Department of Biometry and Environmental System Analysis

Tennenbacher Straße 4, 79106 Freiburg, Germany

email: claudia.dupke(a)biom.uni-freiburg.de
phone: +49 511 1626520
fax: +49 761 203-3751





    Research interests


    Mathematics is not only beautiful but also useful to point us to fundamental principles in nature. In general, I'm interested in and fascinated by finding and formulating general patterns in ecological processes.

    As I aim to understand conceptually the mechanisms behind natural patterns, I use two approaches in combination. First, I do data science, by digging into data sets with the aid of various statistical tools (Maximum Likelihood and Bayesian-based approaches) that help to find general patterns in data. Second, I employ mechanistic models (e.g. SIR, IBM) that are supposed to reproduce these patterns by simulations in order to find the driving forces of an ecological process.

    Specifically, during my PhD I worked on methods that help to identify and decompose the sources of variation in the habitat selection of large herbivores, which included temporal and spatial variation, as well as variation based on personality traits. The predator-prey system of the Eurasian lynx (Lynx lynx) and the European roe deer (Capreolus capreolus) was also within the scope of my work. 


    Current Project


    “Optimizing conservation and recreation in national parks for decision making in park management”
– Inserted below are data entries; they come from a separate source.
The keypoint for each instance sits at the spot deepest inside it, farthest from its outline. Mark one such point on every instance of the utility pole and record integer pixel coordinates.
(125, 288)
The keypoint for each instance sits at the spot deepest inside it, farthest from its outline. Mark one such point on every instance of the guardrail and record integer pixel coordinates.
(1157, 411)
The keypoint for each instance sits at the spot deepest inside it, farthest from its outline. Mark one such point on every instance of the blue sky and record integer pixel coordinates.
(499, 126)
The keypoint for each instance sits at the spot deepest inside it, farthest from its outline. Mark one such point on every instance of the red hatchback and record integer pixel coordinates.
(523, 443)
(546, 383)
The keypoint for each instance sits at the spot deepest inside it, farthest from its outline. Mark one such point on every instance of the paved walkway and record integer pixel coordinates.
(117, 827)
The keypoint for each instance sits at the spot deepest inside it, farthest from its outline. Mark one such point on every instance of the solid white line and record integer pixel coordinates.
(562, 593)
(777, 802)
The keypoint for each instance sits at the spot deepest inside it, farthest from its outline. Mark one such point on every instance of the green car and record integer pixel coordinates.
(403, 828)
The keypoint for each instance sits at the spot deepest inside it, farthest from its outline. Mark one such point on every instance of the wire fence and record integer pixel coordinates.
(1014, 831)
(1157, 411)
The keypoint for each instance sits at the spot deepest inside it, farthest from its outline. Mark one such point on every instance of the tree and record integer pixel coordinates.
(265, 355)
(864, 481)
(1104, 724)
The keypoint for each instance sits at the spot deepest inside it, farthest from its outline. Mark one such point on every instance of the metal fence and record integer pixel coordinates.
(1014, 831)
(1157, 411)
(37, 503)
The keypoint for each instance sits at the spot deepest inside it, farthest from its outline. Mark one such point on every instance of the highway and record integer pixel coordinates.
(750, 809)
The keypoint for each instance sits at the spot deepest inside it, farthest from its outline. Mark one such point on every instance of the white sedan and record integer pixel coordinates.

    National park management has the dual mission of protecting and conserving natural systems and providing services to visitors. However, these objectives could involve contradictory interests. A widespread and general rule is that the protection of natural processes requires as little anthropogenic disturbance as possible, yet park visitors want access to natural scenery and wildlife. Limiting the number of visitors could be one approach, but a modification of visitor behaviour, redistribution of visitor use, improved infrastructure and restoration measures could be alternative strategies to mitigate undesirable impacts. Similarly, the use of ecosystem services is not harmful for an ecosystem per se, as long as the maintenance and/or restoration of the ecological processes are considered simultaneously. The ultimate goal is to find an appropriate balance between biodiversity conservation and recreational activities, where the participation of local communities and relevant stakeholders facilitates the implementation of this goal.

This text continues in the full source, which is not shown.